Graff and Birkenstein close this chapter by explaining that many of the rhetorical moves They Say/I Say has discussed up to this point qualify as metacommentary, including “entertaining objections, adding transitions, framing quotations, answering ‘so what?’ and ‘who cares?’” (134).
While Graff and Birkenstein present the reader with several instructive analogies and examples in every chapter of They Say/I Say, the chapters in Part 3 lean more heavily on these pedagogical devices to explicate the theoretical concepts they discuss.
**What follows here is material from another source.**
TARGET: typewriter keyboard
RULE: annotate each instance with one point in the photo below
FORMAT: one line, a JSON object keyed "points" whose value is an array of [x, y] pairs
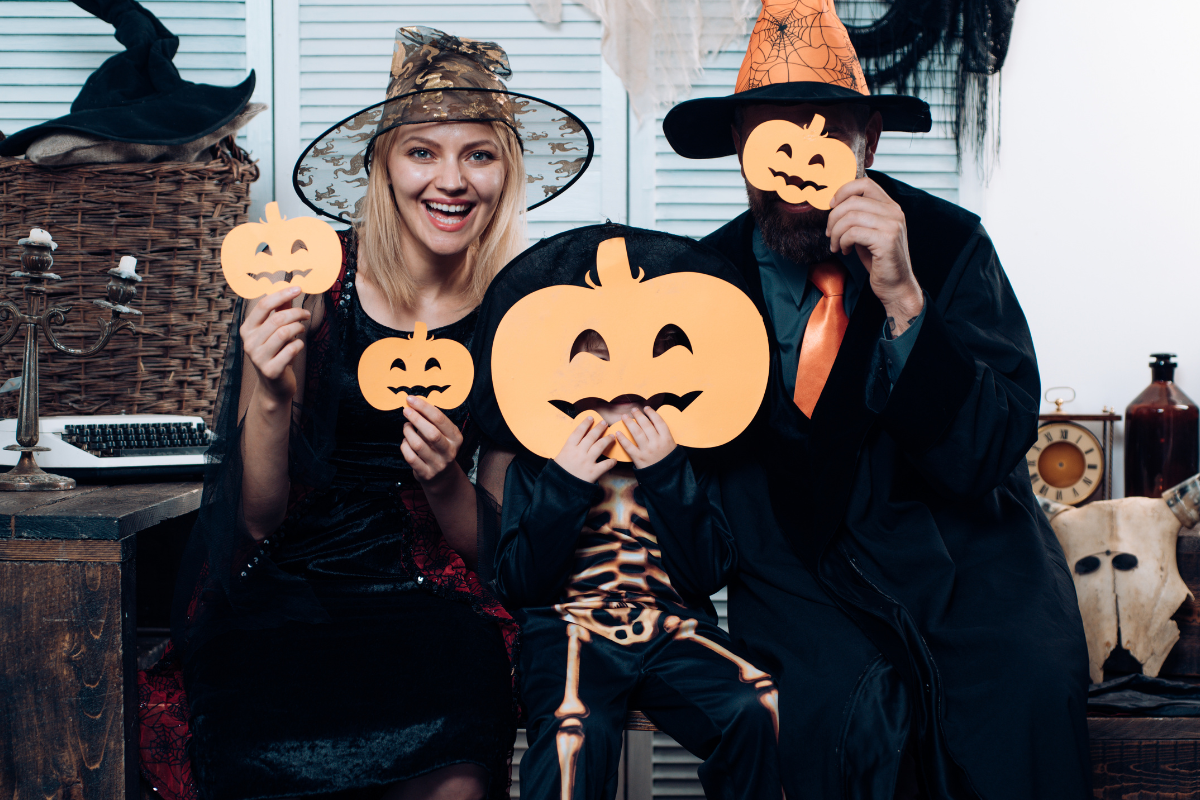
{"points": [[139, 438]]}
Part 1 deals with fairly straightforward problems like framing summaries and integrating quotes, and Part 2 instructs the reader on presenting their own arguments in clear and compelling ways. These goals can be difficult to meet in practice, but the principles behind them are concrete and easy to map out. This is especially true of Part 1, as introducing a primary source or theoretical framework usually takes place in a particular section or two early on in a paper. These issues are a matter of laying out contextual groundwork.
The topics in Part 3, however, are applicable across sections and deal simultaneously with the broad strokes and specifics of style, organization, and argumentation. The analogies and examples that Graff and Birkenstein use—both here and in other sections of They Say/I Say—help to break down denser and more theoretical concepts for their inexperienced readers.
For example, they compare the strategic repetition of ideas in a piece of writing to the handholds used by rock climbers:
Repetition, in short, is the central means by which you can move from point A to point B in a text. […] Think of the way experienced rock climbers move up a steep slope. Instead of jumping or lurching from one handhold to the next, good climbers get a secure handhold on the position they have established before reaching for the next ledge. The same thing applies to writing. To move smoothly from point to point in your argument, you need to firmly ground what you say in what you’ve already said. In this way, your writing remains focused while simultaneously moving forward (118).
Graff and Birkenstein use analogies like this to illustrate the point of various rhetorical strategies (in this case, repetition) in ways that a direct description cannot. This analogy and others like it, such as the comparison between turn signals and transitions and pointing words in Chapter 8, take potentially challenging rhetorical ideas out of the theoretical space of the text and insert them into concrete and realistic situations. They function the same way that the authors’ extended comparison between argumentative writing and conversation does and have the same effect of Demystifying Academic Writing for Students and Laypeople.
Graff and Birkenstein also present real-life situations from their classrooms to illustrate their points, as in the example of “Bill’s” writing in the discussion of connecting sentences and ideas in Chapter 8. In the process, they return several times to Bill’s statements that “Spot is a good dog. He has fleas.” Their revisions of these two simple sentences, which use a variety of transitional words, clearly illustrate how those words affect the meaning of the sentences, while they also show in practice the value of the principle of repetition.
By frequently returning to the same two sentences by Bill, Graff and Birkenstein illustrate the usefulness of repetition as a “handhold.” The actual content of the sentences do not matter; they are only relevant insofar as they can exemplify the rhetorical concepts Graff and Birkenstein want to address. Returning to the same phrase over and over again also wastes less time introducing new, rhetorically irrelevant samples to the text.